Before the recitation of Sunday’s Angelus prayer at Castel Gandolfo, Pope Benedict XVI recalled some saints whose memory will be celebrated by the Church in the upcoming weeks. He said that St. Edith Stein, St. Maximilian Kolbe, St. Pontian, St. Lawrence, are witnesses to "Christian humanism," differing greatly from "atheistic humanism."

"What wonderful models of holiness, the Church proposes to us! These saints are witnesses to that love that loves ‘to the end,’ and ignores the evil received, but fights it with the good," Pope Benedict explained. "From them we can learn, especially we priests, the evangelical heroism that inspires us, without fear, to give our life for the salvation of souls. Love conquers death!"

St. Edith Stein and St. Maximilian Kolbe will celebrate their feast days this week.

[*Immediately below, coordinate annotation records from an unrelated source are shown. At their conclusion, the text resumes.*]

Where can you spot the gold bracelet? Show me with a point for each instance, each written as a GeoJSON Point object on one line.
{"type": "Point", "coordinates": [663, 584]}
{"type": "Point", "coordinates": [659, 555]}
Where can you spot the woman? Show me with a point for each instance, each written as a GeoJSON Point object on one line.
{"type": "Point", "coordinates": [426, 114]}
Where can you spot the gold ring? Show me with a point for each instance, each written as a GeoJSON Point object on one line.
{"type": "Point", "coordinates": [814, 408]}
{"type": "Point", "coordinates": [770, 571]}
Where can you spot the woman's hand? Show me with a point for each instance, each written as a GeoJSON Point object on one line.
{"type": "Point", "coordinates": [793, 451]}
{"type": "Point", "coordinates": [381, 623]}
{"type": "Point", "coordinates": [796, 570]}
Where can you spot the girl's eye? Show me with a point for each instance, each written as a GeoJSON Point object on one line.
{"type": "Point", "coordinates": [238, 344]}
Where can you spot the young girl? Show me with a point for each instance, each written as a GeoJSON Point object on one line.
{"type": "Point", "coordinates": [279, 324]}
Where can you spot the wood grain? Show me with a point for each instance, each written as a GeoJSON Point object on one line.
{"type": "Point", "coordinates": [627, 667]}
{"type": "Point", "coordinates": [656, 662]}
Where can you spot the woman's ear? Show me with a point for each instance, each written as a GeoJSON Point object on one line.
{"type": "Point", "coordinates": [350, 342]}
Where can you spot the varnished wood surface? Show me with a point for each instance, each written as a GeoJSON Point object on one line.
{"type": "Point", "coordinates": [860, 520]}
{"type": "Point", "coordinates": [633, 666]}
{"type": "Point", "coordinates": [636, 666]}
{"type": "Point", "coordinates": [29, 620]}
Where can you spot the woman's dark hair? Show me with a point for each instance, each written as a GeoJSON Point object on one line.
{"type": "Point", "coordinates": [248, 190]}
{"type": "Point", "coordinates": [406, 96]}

Both died at Auschwitz in the 1940s.

"The Nazi concentration camp," he continued. "as every death camp, can be considered an extreme symbol of evil, of the hell that comes to earth when man forgets God, and when he is replaced, usurping from him the right to decide what is good and what is evil, to give life and or to take life."

"Unfortunately, this phenomenon is not confined to the death camp. It is rather the culmination of an extensive and widespread reality of often nebulous boundaries."

"On the one hand," the Pope added, "there are philosophies and ideologies, but also on an increasing scale, ways of thinking and acting that extol the freedom of man as the only principle, as an alternative to God, and thus transform man into a god, whose system of behavior is of an arbitrary nature. On the other hand, we note the saints, who, practicing the gospel of love, make reason of their hope, they show the true face of God who is Love, and at the same time, the true face of man, created in the image and likeness of God."

He concluded: "Dear brothers and sisters, let us pray to the Virgin Mary, to help us all, above all we priests, to be holy as these heroic witnesses of the faith and of dedication even to martyrdom. This is the only way to provide a credible and comprehensive answer to the human and spiritual questions, which give rise to the deep crisis of the contemporary world: love in truth."